Ned’s eyes darted back and forth between the Detective’s face and the bic, "No. Not a word." 

Detective Miller took some more notes, before pausing and using the end of the pen to point to a place higher on the pad, “Her sister is Deborah Crane over in Rineyville.” The pen slowly retreated to rest between his teeth again, this time, not waiting for a response.

Ned folded his hands in front of him, “Mm-hmm.” His smile had twisted its way into cautious disgust. A muscle in his jaw twitched.
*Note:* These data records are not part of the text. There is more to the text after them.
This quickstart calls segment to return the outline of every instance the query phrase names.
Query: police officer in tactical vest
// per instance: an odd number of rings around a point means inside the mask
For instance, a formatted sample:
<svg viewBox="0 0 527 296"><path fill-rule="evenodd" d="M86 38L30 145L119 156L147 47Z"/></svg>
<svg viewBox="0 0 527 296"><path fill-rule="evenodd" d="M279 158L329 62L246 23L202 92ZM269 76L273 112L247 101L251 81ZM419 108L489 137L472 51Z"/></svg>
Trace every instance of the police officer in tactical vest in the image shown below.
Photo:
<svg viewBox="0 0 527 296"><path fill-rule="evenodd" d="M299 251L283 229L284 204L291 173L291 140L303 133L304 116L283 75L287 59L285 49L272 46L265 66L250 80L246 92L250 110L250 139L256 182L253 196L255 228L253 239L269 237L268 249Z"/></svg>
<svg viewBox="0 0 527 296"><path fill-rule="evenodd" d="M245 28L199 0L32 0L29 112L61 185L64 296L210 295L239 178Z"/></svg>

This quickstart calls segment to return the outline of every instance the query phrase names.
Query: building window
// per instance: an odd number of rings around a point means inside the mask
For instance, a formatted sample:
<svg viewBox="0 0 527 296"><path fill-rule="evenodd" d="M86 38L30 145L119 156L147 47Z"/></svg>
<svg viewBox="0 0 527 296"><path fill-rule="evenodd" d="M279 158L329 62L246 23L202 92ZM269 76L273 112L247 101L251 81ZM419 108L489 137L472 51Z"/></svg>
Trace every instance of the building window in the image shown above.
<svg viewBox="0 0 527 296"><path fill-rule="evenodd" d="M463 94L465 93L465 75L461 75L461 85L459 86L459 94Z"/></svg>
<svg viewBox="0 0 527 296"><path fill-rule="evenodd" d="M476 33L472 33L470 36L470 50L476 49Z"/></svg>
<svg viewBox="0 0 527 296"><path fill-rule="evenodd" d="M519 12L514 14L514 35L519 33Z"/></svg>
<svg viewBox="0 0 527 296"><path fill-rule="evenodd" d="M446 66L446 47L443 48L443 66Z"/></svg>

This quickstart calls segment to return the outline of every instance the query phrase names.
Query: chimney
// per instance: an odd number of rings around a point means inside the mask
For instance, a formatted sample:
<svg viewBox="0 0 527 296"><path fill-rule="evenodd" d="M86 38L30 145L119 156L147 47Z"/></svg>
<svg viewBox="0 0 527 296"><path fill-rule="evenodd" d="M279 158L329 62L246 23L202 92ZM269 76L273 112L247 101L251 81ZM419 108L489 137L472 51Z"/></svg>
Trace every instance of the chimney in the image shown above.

Detective Miller still wouldn’t look him in the eye and even though when he spoke, he seemed fine, for some reason, the pen–this blue pen controlled the narrative. 

The warmth had been leeched out of the silence leaving the room cold and tangy. Detective Miller broke it with the screech of his chair again as he brought out a manila folder. He kept the pen pinched between his teeth as he took out and placed a photograph on the table in between them. "This is from your living room, Mr. Peterson. From about, I’d say, an hour ago."

Ned's eyes widened, a flicker of panic crossing his face. The chewed bic tapped on the overturned coffee table, the shattered glass, the dark, spreading stain on the pale carpet.

"That… that's not how I left it," he stammered, his voice losing its confident edge. "She must have… she must have trashed the place on her way out. A final act of, ya know… spite."

"Did she?" Miller's voice was low and steady, the pretense of sympathy gone, replaced by a cold, clinical tone. Finally, his piercing blue eyes rose to Ned’s, "Or did you?"

Ned's hands began to tremble. "Me? Why would I do that? I loved her. We had our disagreements, like I said, but I loved her."

"You loved her, but you left marks, Mr. Peterson." Miller placed a series of crime scene photos on the table, each one a stark depiction of the violence inflicted on Claire. Bruises, contusions, lacerations. The blue pen pinpointing all of the pain. "These aren't the marks of someone who simply, hit a 'few bumps here and there’, Mr. Peterson."

Ned's face flushed, a crimson tide rising up his neck and waning in the form of beads of sweat raining down his forehead, "Sh-she was always falling. She was clumsy, ya know? Always tripping over her own feet. Even she’d tell ya that!"

"She was also five foot two, Mr. Peterson. And those bruises are consistent with being gripped, hard. Very hard." The pen lid tapped on the closed manila folder. "The coroner's report indicates defensive wounds. As if she were trying to protect herself. You see, Mr. Peterson, I understand frustration. People make mistakes.” Detective Miller’s blue pen had returned to sit patiently above the paper. “I’m sure you didn’t mean to hurt her.”

Ned stared horrified at the pen, gesturing, as if pleading to it to be merciful, "I… I didn't mean to…"

The pen quickly scribbled something before pausing, "Didn't mean to…" 

Ned closed his eyes, his voice a broken whisper. "After everything I'd done for her. After everything I'd given her. Claire! She couldn't just…" his voice trailed off. 

Silver silence. The pen eagerly awaited its task. Ned opened his eyes which were immediately drawn to it, staring through it. Ned knew that the pen already knew.

He sighed, relief spreading across his face and body like a wash, "She was always saying things to get a reaction out of me. Like I’m some kinda monster, or something.” He pointed at the pen, now writing again, “She knew how I got when said she was leaving. She just wouldn't stop. I mean, she always came back. I apologized and she was supposed to come back.” 

He shook his head at the pen. The pen wouldn’t understand.  "She was all I had. I took care of her. She was mine. She just didn't get it. I just wanted her to stop. She wouldn't stop."

Detective Miller remained silent looking listlessly at Mr. Peterson, bringing the pen back up to his teeth.

Ned looked down at his hands, his voice flat and lifeless. "She said she was leaving me…for good this time."